Columbus does not speak about the pool. Nor does Consuela. This silence is a facility of age. They are both old enough to know that in a bureaucracy, a beautiful, innocent thing like this pool can become desecrated. There would be rules and lifeguards, hours of operation, and probably forms to fill out. It’s better to just remain quiet. Benito assumes someone has approved the use of the pool. Consuela does not ask for permission. The pool was there but forgotten. Columbus is just using it. Once a week, Consuela gets up early and enjoys a thirty-minute swim, a luxurious, tepid immersion, before starting her day. This is a gift. She thinks of it as a gift from Columbus. She swims naked. She and Columbus, separated by a few hours, share the same warm water. Consuela does not swim laps. She flounders, drifts around in the water-perhaps she will pull the breaststroke from a childhood memory, swim to the end of the pool and then stop.
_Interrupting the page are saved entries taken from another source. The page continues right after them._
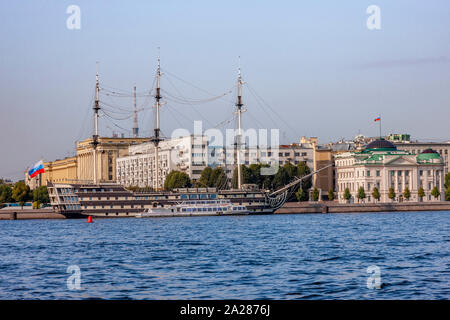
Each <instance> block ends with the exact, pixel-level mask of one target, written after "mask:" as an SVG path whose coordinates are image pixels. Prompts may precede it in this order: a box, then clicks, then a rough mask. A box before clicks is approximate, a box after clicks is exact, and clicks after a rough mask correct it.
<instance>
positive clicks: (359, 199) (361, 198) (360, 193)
mask: <svg viewBox="0 0 450 320" xmlns="http://www.w3.org/2000/svg"><path fill="white" fill-rule="evenodd" d="M365 198H366V193H365V192H364V187H359V189H358V202H359V200H362V199H365Z"/></svg>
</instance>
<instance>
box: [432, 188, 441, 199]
mask: <svg viewBox="0 0 450 320" xmlns="http://www.w3.org/2000/svg"><path fill="white" fill-rule="evenodd" d="M431 195H432V196H433V197H435V198H436V199H437V198H438V197H439V196H440V195H441V193H440V192H439V189H438V188H437V187H436V186H435V187H434V188H433V190H431Z"/></svg>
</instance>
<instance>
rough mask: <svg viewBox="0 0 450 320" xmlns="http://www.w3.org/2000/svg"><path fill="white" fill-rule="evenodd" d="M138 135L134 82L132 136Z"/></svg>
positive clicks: (136, 114) (135, 101)
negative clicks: (132, 122) (132, 131)
mask: <svg viewBox="0 0 450 320" xmlns="http://www.w3.org/2000/svg"><path fill="white" fill-rule="evenodd" d="M138 136H139V128H138V126H137V108H136V84H134V110H133V137H135V138H137V137H138Z"/></svg>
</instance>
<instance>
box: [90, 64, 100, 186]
mask: <svg viewBox="0 0 450 320" xmlns="http://www.w3.org/2000/svg"><path fill="white" fill-rule="evenodd" d="M99 91H100V86H99V82H98V62H97V65H96V74H95V103H94V107H93V109H94V134H93V136H92V146H93V157H94V184H97V146H98V144H99V142H98V110H100V104H99Z"/></svg>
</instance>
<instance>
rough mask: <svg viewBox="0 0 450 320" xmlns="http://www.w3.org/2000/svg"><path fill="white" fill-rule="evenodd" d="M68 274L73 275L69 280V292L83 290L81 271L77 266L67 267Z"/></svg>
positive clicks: (71, 276) (69, 278)
mask: <svg viewBox="0 0 450 320" xmlns="http://www.w3.org/2000/svg"><path fill="white" fill-rule="evenodd" d="M66 272H67V273H70V274H71V275H70V276H69V278H67V281H66V285H67V289H69V290H81V270H80V267H79V266H77V265H70V266H68V267H67V271H66Z"/></svg>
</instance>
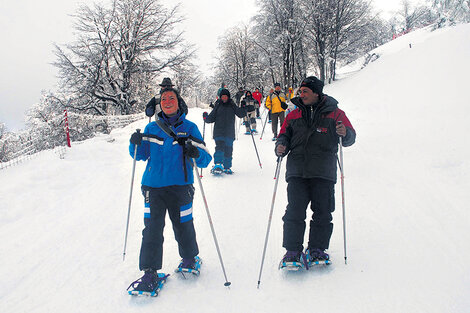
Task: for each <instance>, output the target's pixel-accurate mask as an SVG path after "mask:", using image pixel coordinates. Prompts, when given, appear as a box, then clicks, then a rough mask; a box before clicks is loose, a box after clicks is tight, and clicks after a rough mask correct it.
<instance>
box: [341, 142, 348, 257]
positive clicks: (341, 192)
mask: <svg viewBox="0 0 470 313" xmlns="http://www.w3.org/2000/svg"><path fill="white" fill-rule="evenodd" d="M339 163H340V164H339V170H340V173H341V200H342V201H341V202H342V205H343V243H344V264H348V257H347V254H346V205H345V201H344V169H343V137H341V136H340V137H339Z"/></svg>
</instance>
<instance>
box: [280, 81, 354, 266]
mask: <svg viewBox="0 0 470 313" xmlns="http://www.w3.org/2000/svg"><path fill="white" fill-rule="evenodd" d="M291 101H292V103H294V104H295V105H296V106H297V109H295V110H294V111H292V112H291V113H289V114H288V115H287V117H286V120H285V122H284V124H283V125H282V128H281V131H280V132H279V136H278V138H277V141H276V148H275V152H276V155H277V156H278V157H284V156H286V155H287V165H286V181H287V198H288V205H287V208H286V212H285V214H284V217H283V218H282V220H283V222H284V234H283V247H284V248H286V250H287V253H286V254H285V255H284V258H283V260H282V262H283V264H284V263H288V262H297V263H295V264H300V263H304V264H305V263H307V264H305V265H308V263H309V262H310V261H326V260H329V255H328V254H327V253H326V252H325V250H326V249H328V247H329V243H330V238H331V234H332V232H333V223H332V219H333V217H332V214H331V213H332V212H333V211H334V209H335V199H334V195H335V192H334V186H335V184H336V170H337V169H336V162H337V159H336V158H337V152H338V143H339V137H340V136H341V137H342V143H343V146H344V147H347V146H351V145H352V144H353V143H354V142H355V139H356V131H355V130H354V128H353V127H352V125H351V122H350V121H349V119H348V118H347V117H346V114H345V113H344V112H343V111H342V110H340V109H339V108H338V101H336V100H335V99H334V98H333V97H330V96H328V95H325V94H323V82H322V81H321V80H319V79H318V78H316V77H314V76H310V77H307V78H305V79H304V80H303V81H302V83H301V85H300V97H295V98H292V100H291ZM309 204H310V208H311V209H312V211H313V215H312V219H311V221H310V231H309V240H308V246H307V249H306V251H305V254H304V252H303V241H304V233H305V228H306V225H305V218H306V210H307V207H308V205H309Z"/></svg>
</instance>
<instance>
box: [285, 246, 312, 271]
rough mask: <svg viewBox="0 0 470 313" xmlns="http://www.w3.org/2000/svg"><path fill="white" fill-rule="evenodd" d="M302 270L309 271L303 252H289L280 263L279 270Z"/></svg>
mask: <svg viewBox="0 0 470 313" xmlns="http://www.w3.org/2000/svg"><path fill="white" fill-rule="evenodd" d="M301 268H305V269H308V264H307V260H306V257H305V254H303V253H302V251H287V253H286V254H285V255H284V257H283V258H282V260H281V262H280V263H279V269H286V270H288V271H298V270H299V269H301Z"/></svg>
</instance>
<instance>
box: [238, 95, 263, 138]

Mostly, she delights in the feel of the silky, mineral-rich water.
***
On the morning of the feast day of Saint Clare, after Columbus swims his laps-eighty-six laps this morning-and after she leaves him in his room, Consuela finds an envelope in her mail slot in the nurses’ lounge. There are identical envelopes in every mail slot. Someone has given all the nurses tickets to the bullfights next weekend. Consuela, who has never been to a bullfight in her life, tells Columbus about the tickets and his face disappears into a memory. “Beatriz loved the bullfights,” he says. “The bullfights are how we met.”